Внезапно, метнув взгляд в мою сторону, от кучки подружек отделилась Ксюша. Аккуратно прокравшись по рядам, она села на скамейку прямо передо мной, как конспиративный агент. Ее пальцы взбудоражено теребили одну из бумажек, которые уже вовсю гуляли по амфитеатру. Забыв про спектакль, девчонки перебрасывали их друг другу и горячо шептались.
В этот момент со сцены донесся рык, и из-за кулис выпрыгнул лев. Ну как лев: еще одна актриса в длинной облезлой шкурке с привязанным к бедрам хвостом. Зарычав, она бросилась на двух других, и те стали с воплями метаться по сцене и в ужасе заламывать руки. Происходящее все больше напоминало детский утренник.
— Что правда, — Ксюша осторожно подала голос в этом шуме, — переезжаешь в особняк? И вечеринка будет?
— А ты откуда знаешь? — уточнил я.
Вместо ответа моя ночная нимфоманка воровато протянула бумажку — небрежно выдранный из блокнота клетчатый листок, внутри которого было размашисто выведено синей ручкой:
“СЕГОДНЯ!
Для всех желающих у Паши ВЕЧЕРИНКА!
В ОСОБНЯКЕ!
В программе — музыка, выпивка, секс.”
Я едва подавил смешок. Коротко, четко и только по делу. Однако, в отличие от самодельных декораций на сцене, эта самодельная реклама хотя бы смотрелась интригующе.

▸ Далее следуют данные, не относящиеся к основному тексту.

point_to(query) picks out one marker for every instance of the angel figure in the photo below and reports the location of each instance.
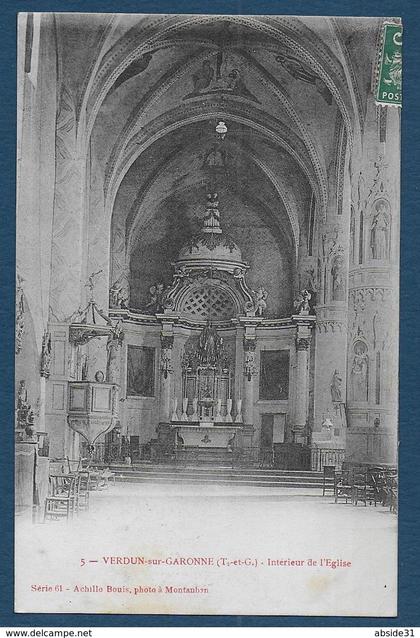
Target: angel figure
(260, 301)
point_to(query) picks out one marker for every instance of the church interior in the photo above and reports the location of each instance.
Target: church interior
(207, 242)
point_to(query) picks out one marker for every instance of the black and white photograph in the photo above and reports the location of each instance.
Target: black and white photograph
(207, 299)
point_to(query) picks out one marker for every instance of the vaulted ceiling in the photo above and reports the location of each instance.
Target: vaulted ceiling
(150, 90)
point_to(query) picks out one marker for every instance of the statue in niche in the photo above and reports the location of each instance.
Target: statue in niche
(379, 232)
(359, 372)
(301, 303)
(210, 345)
(23, 407)
(336, 387)
(118, 296)
(46, 355)
(260, 301)
(338, 281)
(157, 298)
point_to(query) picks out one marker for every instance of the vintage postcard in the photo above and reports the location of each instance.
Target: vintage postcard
(207, 314)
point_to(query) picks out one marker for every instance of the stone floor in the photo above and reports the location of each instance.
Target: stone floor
(264, 547)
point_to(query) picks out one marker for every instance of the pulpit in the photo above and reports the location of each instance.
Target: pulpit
(92, 408)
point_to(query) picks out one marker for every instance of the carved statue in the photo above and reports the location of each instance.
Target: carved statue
(23, 408)
(91, 282)
(260, 301)
(118, 296)
(359, 372)
(46, 355)
(379, 233)
(336, 387)
(301, 303)
(338, 280)
(210, 345)
(157, 298)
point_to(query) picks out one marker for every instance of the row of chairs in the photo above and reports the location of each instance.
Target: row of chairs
(363, 485)
(69, 492)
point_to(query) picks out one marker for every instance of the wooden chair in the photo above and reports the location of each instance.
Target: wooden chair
(328, 482)
(61, 502)
(84, 487)
(343, 486)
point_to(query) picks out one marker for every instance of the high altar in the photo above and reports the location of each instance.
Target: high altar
(227, 377)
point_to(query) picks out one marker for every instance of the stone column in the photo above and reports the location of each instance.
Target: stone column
(303, 341)
(113, 368)
(372, 392)
(166, 373)
(249, 379)
(249, 367)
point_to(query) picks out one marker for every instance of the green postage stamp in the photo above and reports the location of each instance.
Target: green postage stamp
(389, 79)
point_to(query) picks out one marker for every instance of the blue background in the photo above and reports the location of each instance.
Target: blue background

В голову будто одновременно впились десятки взглядов. Я поднял глаза — девчонки на всех рядах с интересом косились на меня и перешептывались, сжимая в руках точно такие же записки.
— А откуда… — начал я, тряхнув своей бумажкой.

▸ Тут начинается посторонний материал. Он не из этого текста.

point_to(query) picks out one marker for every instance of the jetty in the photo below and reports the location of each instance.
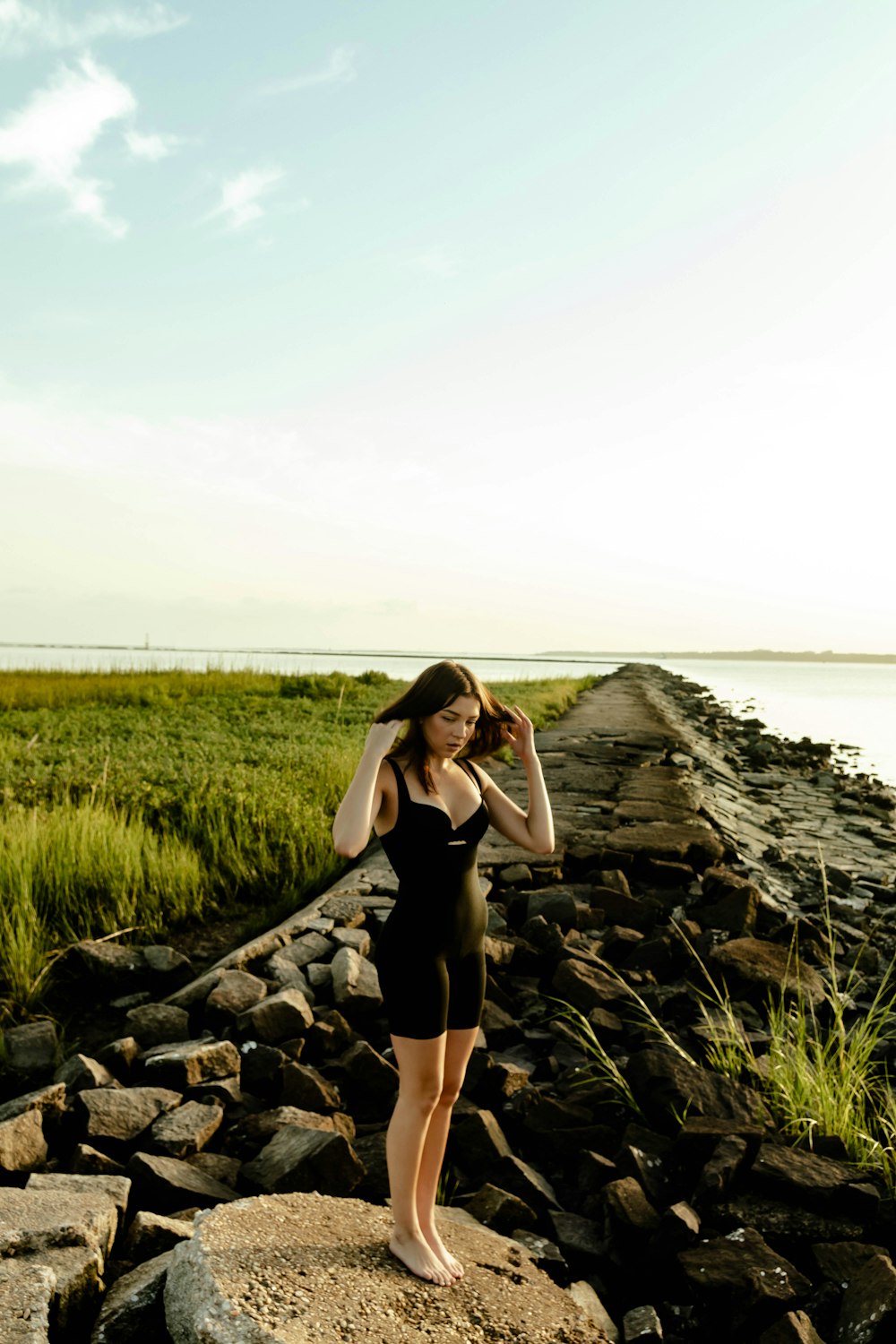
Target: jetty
(215, 1171)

— Тише! — рыкнула на всех Кристина.
Все обитательницы лагеря тут же отвернулись и сосредоточенно уставились на сцену. Вот кому надо было льва играть — даже без шкуры похожа. Не сказав ни слова, Ксюша торопливо соскользнула обратно к подружкам, и я снова остался в почтительной изоляции. Тем временем музыка на сцене становилась все тревожнее. Обе актрисы, замерев около фонаря в углу, испуганно жались от наступающего льва, который грозно рычал и спотыкался, когда ненароком шагал себе по хвосту.

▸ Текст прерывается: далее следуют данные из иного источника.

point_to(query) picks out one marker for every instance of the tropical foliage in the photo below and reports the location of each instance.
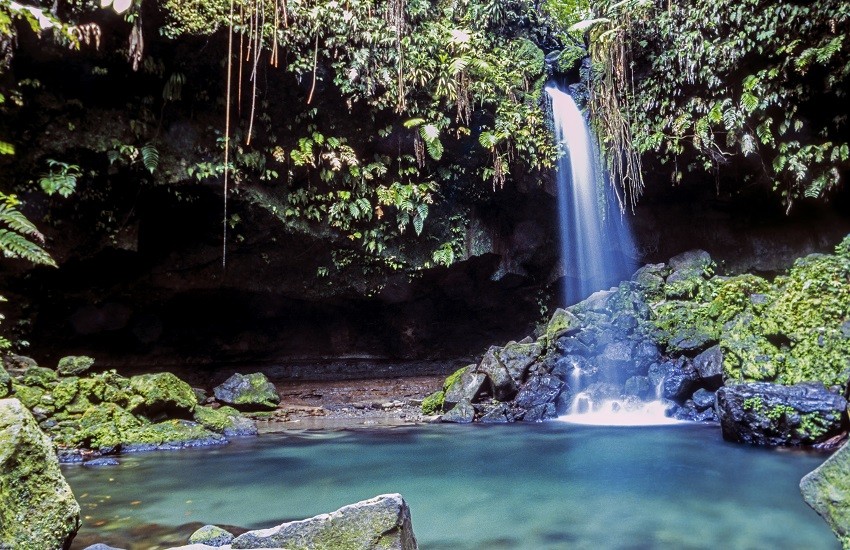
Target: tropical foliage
(701, 85)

Решив, что пора сваливать с этого утренника, я поднялся с места. И тут кулисы снова раздвинулись, и на сцену в белоснежной тунике, сверкая в лучах заката янтарными локонами, вышла Юля. Я снова опустился на скамейку. Она вскинула руку и заговорила, обращаясь ко льву:
“Зачем тебе рычать бессильно и тревожно?